The Hancock-Henderson Quill, Inc.
by Dessa Rodeffer, Quill Publisher/Owner
Those attending the second annual "Dirty Hands" Garden and Art Walk in Oquawka this past Saturday were pleasantly surprised by the wonderful treasurers you could find in the yards of neighbors.
Eleven homes were listed on a nicely arranged brochure with one or two artisans in each yard who were showing their wonderful art work.
One of the stops is shown here of Kathy Walker and Jim Wiegand's beautiful and restful waterfall garden and Koi pond.

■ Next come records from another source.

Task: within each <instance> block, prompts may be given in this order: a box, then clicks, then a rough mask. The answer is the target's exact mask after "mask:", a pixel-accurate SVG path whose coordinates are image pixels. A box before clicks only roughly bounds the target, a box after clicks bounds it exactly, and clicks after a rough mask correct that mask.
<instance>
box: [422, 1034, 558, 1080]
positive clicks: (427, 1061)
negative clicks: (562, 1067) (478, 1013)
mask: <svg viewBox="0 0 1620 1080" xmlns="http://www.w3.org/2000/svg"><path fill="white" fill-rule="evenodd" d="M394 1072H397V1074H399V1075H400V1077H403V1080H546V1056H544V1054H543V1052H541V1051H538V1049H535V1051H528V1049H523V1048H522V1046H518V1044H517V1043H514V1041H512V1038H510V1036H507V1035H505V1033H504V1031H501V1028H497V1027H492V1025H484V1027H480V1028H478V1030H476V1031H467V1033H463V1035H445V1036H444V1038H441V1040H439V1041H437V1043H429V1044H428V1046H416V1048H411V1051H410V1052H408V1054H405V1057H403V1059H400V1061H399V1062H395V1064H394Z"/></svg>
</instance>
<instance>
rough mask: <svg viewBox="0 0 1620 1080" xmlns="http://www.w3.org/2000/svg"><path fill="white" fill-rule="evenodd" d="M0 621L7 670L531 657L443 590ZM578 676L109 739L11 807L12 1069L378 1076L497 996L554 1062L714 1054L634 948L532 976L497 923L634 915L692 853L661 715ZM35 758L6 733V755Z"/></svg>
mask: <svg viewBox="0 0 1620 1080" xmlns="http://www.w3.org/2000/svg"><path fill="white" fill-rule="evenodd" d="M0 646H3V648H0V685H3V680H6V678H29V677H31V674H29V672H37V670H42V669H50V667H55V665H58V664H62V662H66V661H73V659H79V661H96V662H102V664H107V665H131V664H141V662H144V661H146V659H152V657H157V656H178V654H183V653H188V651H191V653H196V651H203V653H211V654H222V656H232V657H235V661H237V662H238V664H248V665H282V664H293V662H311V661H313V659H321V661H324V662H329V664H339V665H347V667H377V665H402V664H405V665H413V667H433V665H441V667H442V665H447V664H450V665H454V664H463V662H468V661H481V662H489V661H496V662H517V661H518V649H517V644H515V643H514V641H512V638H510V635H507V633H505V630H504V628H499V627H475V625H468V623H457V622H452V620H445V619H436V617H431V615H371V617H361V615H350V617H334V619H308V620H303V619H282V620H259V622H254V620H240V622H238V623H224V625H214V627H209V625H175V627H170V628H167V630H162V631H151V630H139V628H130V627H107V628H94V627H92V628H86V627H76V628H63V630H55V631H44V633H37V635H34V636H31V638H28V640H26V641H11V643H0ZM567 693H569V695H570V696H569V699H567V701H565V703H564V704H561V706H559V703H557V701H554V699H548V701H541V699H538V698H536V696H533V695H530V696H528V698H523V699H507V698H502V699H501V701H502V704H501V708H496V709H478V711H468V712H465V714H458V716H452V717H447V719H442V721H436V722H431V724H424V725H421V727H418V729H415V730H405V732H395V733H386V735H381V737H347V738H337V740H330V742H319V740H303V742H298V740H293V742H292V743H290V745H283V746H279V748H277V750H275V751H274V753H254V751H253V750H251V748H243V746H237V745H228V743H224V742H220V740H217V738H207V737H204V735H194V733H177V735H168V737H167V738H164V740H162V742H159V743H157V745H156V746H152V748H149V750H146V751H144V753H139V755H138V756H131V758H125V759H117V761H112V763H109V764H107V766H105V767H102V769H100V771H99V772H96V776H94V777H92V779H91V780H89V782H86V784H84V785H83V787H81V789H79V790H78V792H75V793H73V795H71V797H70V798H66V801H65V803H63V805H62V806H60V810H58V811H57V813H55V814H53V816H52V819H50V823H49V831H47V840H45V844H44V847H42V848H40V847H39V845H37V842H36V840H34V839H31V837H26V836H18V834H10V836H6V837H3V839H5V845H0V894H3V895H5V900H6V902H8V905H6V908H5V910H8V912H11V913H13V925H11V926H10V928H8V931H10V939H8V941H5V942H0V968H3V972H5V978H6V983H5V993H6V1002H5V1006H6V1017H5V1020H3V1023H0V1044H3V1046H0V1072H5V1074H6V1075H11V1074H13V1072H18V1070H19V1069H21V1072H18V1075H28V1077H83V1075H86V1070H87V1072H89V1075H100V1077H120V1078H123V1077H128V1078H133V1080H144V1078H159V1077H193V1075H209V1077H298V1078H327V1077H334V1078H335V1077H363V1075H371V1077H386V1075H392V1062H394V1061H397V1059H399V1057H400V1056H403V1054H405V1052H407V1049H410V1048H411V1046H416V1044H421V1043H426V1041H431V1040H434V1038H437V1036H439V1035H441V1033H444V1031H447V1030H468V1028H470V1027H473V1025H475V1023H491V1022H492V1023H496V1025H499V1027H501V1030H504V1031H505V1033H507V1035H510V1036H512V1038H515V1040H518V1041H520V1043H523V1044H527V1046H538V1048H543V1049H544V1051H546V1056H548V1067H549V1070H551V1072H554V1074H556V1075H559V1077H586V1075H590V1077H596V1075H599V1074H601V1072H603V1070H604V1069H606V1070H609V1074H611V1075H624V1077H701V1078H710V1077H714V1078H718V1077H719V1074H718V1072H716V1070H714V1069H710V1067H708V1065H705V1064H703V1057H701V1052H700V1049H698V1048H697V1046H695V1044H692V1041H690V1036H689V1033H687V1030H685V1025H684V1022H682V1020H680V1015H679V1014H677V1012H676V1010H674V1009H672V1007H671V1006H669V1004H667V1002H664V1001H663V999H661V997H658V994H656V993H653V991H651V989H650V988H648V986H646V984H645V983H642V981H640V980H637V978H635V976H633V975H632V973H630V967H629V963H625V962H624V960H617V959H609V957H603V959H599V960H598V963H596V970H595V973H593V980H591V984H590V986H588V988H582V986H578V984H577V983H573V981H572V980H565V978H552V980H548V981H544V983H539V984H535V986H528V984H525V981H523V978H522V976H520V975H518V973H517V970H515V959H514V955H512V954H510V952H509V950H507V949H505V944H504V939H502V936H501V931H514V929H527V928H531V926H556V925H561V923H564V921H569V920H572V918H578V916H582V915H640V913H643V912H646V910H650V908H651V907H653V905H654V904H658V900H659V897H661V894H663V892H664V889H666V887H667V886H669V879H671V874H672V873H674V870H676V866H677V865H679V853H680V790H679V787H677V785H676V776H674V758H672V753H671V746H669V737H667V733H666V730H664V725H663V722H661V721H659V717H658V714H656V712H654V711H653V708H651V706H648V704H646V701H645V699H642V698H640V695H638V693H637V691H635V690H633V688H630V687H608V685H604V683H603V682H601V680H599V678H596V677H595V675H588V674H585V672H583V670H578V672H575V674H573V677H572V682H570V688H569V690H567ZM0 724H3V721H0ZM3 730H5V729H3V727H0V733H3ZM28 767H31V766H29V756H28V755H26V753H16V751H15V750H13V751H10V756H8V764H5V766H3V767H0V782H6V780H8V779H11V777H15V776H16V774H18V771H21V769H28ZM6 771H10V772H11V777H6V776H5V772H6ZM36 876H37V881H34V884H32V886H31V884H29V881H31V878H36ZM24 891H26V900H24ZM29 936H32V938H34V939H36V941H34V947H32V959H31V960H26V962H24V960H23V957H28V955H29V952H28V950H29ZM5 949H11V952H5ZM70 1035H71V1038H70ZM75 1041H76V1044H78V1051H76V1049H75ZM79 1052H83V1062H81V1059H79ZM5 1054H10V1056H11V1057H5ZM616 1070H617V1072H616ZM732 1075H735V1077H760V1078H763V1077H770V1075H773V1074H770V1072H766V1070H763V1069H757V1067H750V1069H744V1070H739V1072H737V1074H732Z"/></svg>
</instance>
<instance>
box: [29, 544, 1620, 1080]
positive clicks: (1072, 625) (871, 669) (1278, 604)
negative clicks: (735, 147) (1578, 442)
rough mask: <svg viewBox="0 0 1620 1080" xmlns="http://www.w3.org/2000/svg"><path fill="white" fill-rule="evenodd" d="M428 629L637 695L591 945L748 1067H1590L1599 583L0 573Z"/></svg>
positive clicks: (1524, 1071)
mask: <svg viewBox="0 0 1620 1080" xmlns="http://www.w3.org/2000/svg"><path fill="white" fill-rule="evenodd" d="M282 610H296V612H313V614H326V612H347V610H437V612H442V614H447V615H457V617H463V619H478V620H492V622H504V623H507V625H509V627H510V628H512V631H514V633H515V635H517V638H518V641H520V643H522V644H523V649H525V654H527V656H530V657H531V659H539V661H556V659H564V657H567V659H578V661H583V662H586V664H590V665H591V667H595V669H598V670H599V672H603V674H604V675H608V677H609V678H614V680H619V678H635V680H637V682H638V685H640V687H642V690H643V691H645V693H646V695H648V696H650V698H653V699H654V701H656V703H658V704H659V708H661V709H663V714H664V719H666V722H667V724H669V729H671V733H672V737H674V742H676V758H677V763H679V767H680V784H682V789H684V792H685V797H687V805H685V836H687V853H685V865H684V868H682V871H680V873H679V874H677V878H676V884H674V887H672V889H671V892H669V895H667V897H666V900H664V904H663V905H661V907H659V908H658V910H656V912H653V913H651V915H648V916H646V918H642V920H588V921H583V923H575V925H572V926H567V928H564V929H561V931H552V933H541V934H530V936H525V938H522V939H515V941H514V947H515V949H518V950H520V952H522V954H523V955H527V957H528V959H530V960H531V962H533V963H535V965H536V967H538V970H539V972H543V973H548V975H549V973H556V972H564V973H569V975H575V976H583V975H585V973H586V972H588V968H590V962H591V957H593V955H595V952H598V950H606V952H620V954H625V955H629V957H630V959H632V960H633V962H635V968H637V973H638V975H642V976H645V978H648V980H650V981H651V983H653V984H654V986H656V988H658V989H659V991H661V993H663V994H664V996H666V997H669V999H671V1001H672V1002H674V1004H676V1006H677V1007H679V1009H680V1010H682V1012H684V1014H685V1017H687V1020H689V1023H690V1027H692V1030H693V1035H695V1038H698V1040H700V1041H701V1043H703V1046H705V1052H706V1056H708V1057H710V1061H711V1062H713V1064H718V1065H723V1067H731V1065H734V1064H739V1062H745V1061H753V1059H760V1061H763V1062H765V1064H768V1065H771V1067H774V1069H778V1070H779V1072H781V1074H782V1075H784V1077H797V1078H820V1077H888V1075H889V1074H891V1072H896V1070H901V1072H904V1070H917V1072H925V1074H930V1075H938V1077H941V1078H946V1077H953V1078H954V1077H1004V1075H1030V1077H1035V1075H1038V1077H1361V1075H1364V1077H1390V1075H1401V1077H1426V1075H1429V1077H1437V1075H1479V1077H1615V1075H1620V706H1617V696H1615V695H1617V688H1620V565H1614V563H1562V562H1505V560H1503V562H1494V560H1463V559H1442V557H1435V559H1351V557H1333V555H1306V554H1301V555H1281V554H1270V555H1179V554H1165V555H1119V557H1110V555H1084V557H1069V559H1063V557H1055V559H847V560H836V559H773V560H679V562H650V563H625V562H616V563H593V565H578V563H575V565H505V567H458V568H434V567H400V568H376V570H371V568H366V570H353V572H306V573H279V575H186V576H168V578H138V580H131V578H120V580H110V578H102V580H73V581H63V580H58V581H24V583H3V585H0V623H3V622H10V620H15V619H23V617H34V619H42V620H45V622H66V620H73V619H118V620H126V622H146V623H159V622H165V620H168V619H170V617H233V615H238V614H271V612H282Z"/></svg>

The Koi is an expensive Japanese fish known for its more colorful appearance. There are 13 Koi with 100 babies, and a few gold fish. Kathy has almost trained the Koi to eat out of her hand.
Her garden has water coming out of an antique hand pump, and a teapot, as well as the circulating water fall. There are several statues including "Ellie Mae" fishing, a fairy, a girl with a flower, another with a harp, and an adorable little boy on his stomach holding the leg of a frog.
The expansion of her ponds came about after Jim's mother Mary Moyers, recently passed away of health problems in her 50's. She was dear to their hearts and after she was cremated, her ashes were put around a newly planted tree in their yard. She dearly loved the sounds of the water falling over the rocks so they decided to expand the pond closer to where her ashes are.
Different colors of water lilies, water grass, water lettuce, hibiscus and other plants make the garden the peaceful haven they were looking for Jim's mom. "I feel her presence all the time here," Kathy said. "It is so peaceful."
Kathy's dad, Dwight Walker (on the right) and friend Harold Boyson were making beautiful arrowheads from Obsidian -natural glass - that they purchase from all over the world.
Glass comes from Oregon, California, India, and all over the world, he said, to make different colors and types of arrowheads.
Dwight has been learning the trade just a couple years, and Harold for over six years.
Dwight runs a turtle business in Morning Sun, Iowa using a broker to ship them to China.
Harold, also of Morning Sun, is employed at Heinz in Muscatine, Iowa.
The arrowhead display will again be at the Oquawka Museum during Heritage Trails in September, Harold said. He enjoys showing youngsters or anyone who wants to know, how to do the craft.
Another artisan at the Walker-Wiegand residence was Ron James owner of James Insurance.
James set up his blacksmith shop and displayed many beautiful iron crafts that he makes.
There were candelabras, camp fire sets, garden tools, a pot and pan rack for the kitchen, and several unique pieces like this dinner bell or " ship's" bell that he has displayed here in the above picture.
James will be displaying items once again during the Heritage Trails at Weirs' Fruit Farm, he said.
Others on the walk were Genevieve Felt (riverfront landscaping), Alex Phelps House (Underground Railroad Home), Leonard and Carolyn Anderson (100 varieties of hostas), Bill and Sandra Moody (water feature on the river), Paul and Rhonda Olson (formal and rustic gardens), Diane Meldrum (secluded backyard retreat), Mike Meyer (butterfly garden), Vern & Bev Alecock (touch of country), Mike & Wanda Cook (perennials), Alvie and Becky Tee (a certified wildlife habitat for bird watching).
Other Artisans were:
June Galbraith (needle art), Rachel Haynes (iron sculptor), Linda Sickmon (pottery), Nancy Stevenson (wheat weaving), Jeff Peterson (log sculptor), Kathie Curtiss (handwoven baskets), Ramona Bailey (nature inspired craft pins), Don Hale (steel lawn ornaments), Joan Hale (Beads & Jewelry), Wendy Allaman (lampwork beads), Debbie Eckley (jewelry), and Mary Dunn (painting).
If you missed this year's event, it will be back as it has become an annual event in Oquawka.
Also, you can come to the Stronghurst Booster Club's July 15th Garden Walk.
Kathy Walker and Jim Wiegand's beautiful and restful waterfall garden and Koi pond
Dwight Walker (on the right) and friend Harold Boyson were making beautiful arrowheads from Obsidian -natural glass
Ron James set up his blacksmith shop and displayed many beautiful iron crafts that he makes.